The Sprint Review is the final Scrum event that you can integrate into your Home Scrum system if you want to. In a business setting, its purpose is to present the next Product Increment to any stakeholders of that product. (The stakeholders are supposed to be quite hands-off the rest of the time to allow the Scrum team to work out how they will get things done in their own way, so in return they get these regular chances to see how it’s going and give feedback so that the product can be inspected and plans can be adapted accordingly.)

Of course, when doing Home Scrum there aren’t really any stakeholders outside of the household to present to, so the Sprint Review has a bit less purpose. However, there are two functions of the review to consider replicating. Firstly, a Sprint Review lets you celebrate what you’ve accomplished. It is very important to look back on what you’ve achieved and focus on the positives, as our brains are evolutionarily wired to give a lot of weight to negative events. Secondly, Sprint Reviews are useful in Home Scrum to provide tangible motivation for achieving the sprint goal. If you never review the results of your sprint, it’s easy to let sprint goals slip.

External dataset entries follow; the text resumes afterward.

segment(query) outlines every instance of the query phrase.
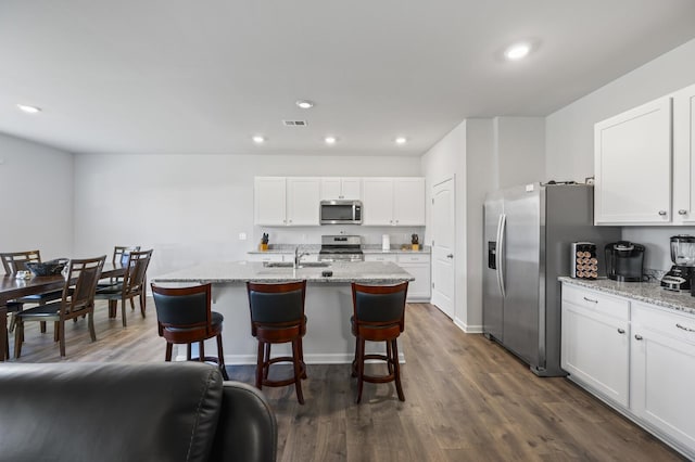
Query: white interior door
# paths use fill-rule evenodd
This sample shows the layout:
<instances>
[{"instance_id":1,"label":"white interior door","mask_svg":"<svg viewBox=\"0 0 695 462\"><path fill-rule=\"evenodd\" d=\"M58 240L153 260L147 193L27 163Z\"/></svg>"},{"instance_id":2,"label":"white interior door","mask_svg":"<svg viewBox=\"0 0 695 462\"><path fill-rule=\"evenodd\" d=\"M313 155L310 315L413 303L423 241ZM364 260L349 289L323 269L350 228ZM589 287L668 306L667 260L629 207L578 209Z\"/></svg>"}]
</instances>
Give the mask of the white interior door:
<instances>
[{"instance_id":1,"label":"white interior door","mask_svg":"<svg viewBox=\"0 0 695 462\"><path fill-rule=\"evenodd\" d=\"M432 304L454 318L454 179L432 188Z\"/></svg>"}]
</instances>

Celebrate what you’ve achieved

Technically, a ‘done’ column on your Scrum board isn’t truly necessary, especially if you’re not even counting up story points at the end of the day. As soon as a task is done you could just take the ticket straight off the board and put it into the recycling.

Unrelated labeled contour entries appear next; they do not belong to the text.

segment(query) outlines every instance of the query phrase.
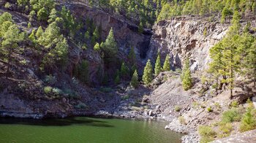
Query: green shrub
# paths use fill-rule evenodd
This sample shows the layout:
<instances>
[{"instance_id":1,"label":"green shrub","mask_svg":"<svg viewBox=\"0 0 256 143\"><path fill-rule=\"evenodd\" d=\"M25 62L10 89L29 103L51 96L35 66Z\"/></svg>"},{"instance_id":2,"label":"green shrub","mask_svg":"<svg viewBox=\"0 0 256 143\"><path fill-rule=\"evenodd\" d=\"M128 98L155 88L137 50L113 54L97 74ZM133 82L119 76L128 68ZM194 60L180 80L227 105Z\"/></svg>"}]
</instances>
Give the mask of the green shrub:
<instances>
[{"instance_id":1,"label":"green shrub","mask_svg":"<svg viewBox=\"0 0 256 143\"><path fill-rule=\"evenodd\" d=\"M214 110L211 109L211 107L209 107L207 108L207 111L208 111L208 112L211 112Z\"/></svg>"},{"instance_id":2,"label":"green shrub","mask_svg":"<svg viewBox=\"0 0 256 143\"><path fill-rule=\"evenodd\" d=\"M181 124L186 125L186 120L185 120L185 119L184 119L184 117L183 116L178 117L178 122L179 122Z\"/></svg>"},{"instance_id":3,"label":"green shrub","mask_svg":"<svg viewBox=\"0 0 256 143\"><path fill-rule=\"evenodd\" d=\"M241 131L244 132L256 128L256 117L253 116L252 112L252 109L248 108L246 112L243 115L239 128Z\"/></svg>"},{"instance_id":4,"label":"green shrub","mask_svg":"<svg viewBox=\"0 0 256 143\"><path fill-rule=\"evenodd\" d=\"M175 106L174 109L176 112L180 112L181 108L179 106L176 105Z\"/></svg>"},{"instance_id":5,"label":"green shrub","mask_svg":"<svg viewBox=\"0 0 256 143\"><path fill-rule=\"evenodd\" d=\"M99 90L103 92L103 93L110 93L112 91L111 88L99 88Z\"/></svg>"},{"instance_id":6,"label":"green shrub","mask_svg":"<svg viewBox=\"0 0 256 143\"><path fill-rule=\"evenodd\" d=\"M122 100L127 100L129 98L129 95L125 95L124 96L121 97Z\"/></svg>"},{"instance_id":7,"label":"green shrub","mask_svg":"<svg viewBox=\"0 0 256 143\"><path fill-rule=\"evenodd\" d=\"M194 101L194 102L192 103L192 108L197 109L198 107L199 107L199 104L198 104L197 102Z\"/></svg>"},{"instance_id":8,"label":"green shrub","mask_svg":"<svg viewBox=\"0 0 256 143\"><path fill-rule=\"evenodd\" d=\"M80 102L78 105L75 106L75 107L78 109L86 109L87 105L83 102Z\"/></svg>"},{"instance_id":9,"label":"green shrub","mask_svg":"<svg viewBox=\"0 0 256 143\"><path fill-rule=\"evenodd\" d=\"M56 78L54 76L52 76L51 74L45 76L45 78L44 80L44 82L50 85L55 84L56 81Z\"/></svg>"},{"instance_id":10,"label":"green shrub","mask_svg":"<svg viewBox=\"0 0 256 143\"><path fill-rule=\"evenodd\" d=\"M239 104L237 101L233 101L230 104L231 107L238 107L238 106L239 106Z\"/></svg>"},{"instance_id":11,"label":"green shrub","mask_svg":"<svg viewBox=\"0 0 256 143\"><path fill-rule=\"evenodd\" d=\"M67 96L69 98L79 98L80 96L78 94L78 93L73 91L71 89L65 89L63 91L63 93Z\"/></svg>"},{"instance_id":12,"label":"green shrub","mask_svg":"<svg viewBox=\"0 0 256 143\"><path fill-rule=\"evenodd\" d=\"M217 109L221 109L221 106L220 106L220 104L219 104L219 102L215 102L214 103L214 105L215 105L215 107L217 108Z\"/></svg>"},{"instance_id":13,"label":"green shrub","mask_svg":"<svg viewBox=\"0 0 256 143\"><path fill-rule=\"evenodd\" d=\"M62 90L57 88L53 88L52 92L55 96L59 96L62 93Z\"/></svg>"},{"instance_id":14,"label":"green shrub","mask_svg":"<svg viewBox=\"0 0 256 143\"><path fill-rule=\"evenodd\" d=\"M241 117L241 113L236 108L232 108L222 113L222 123L232 123L234 121L240 121Z\"/></svg>"},{"instance_id":15,"label":"green shrub","mask_svg":"<svg viewBox=\"0 0 256 143\"><path fill-rule=\"evenodd\" d=\"M218 137L224 138L230 135L230 133L233 131L233 126L232 124L230 123L220 123L219 129L221 133L218 134Z\"/></svg>"},{"instance_id":16,"label":"green shrub","mask_svg":"<svg viewBox=\"0 0 256 143\"><path fill-rule=\"evenodd\" d=\"M200 125L198 127L198 133L201 136L200 142L210 142L214 140L217 133L208 125Z\"/></svg>"},{"instance_id":17,"label":"green shrub","mask_svg":"<svg viewBox=\"0 0 256 143\"><path fill-rule=\"evenodd\" d=\"M44 88L44 92L45 94L50 94L53 90L53 88L50 86L45 86Z\"/></svg>"}]
</instances>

However, we like having both a ‘done’ column (to count up at the end of the day) and a ‘done-done’ column, where the finished tasks (which are not regulars) can gather until we’re ready for a Sprint Review. (Usually only once every couple of months for us, rather than every sprint.) Then we empty the ‘done-done’ column, making sure to read out each task as we take them off. It is astonishing how much more we’ve always done than I remember doing. It really helps to remind myself of this, because then I realise that perhaps we are a bit more on top of things than I realised, and I am proud of us and feel a bit more confident about the future.

We have in fact recently reinstated this practice, because even though I knew it was important, we weren’t doing this for several months. Just like if you skip Sprint Retrospectives and then feel a build-up of tension from not clearing the air, I found that not having a Sprint Review to at least take a moment to acknowledge our achievements was slowly wearing me down.

Potentially keep the good tasks in a Jar of Awesome

A final idea for your Sprint Review would be to keep a ‘Jar of Awesome’. For us, this is a small wooden box where we keep our favourite completed tickets to remember more long-term. Then occasionally when we need a boost we can open it and look through some of the highlights we’ve managed to achieve.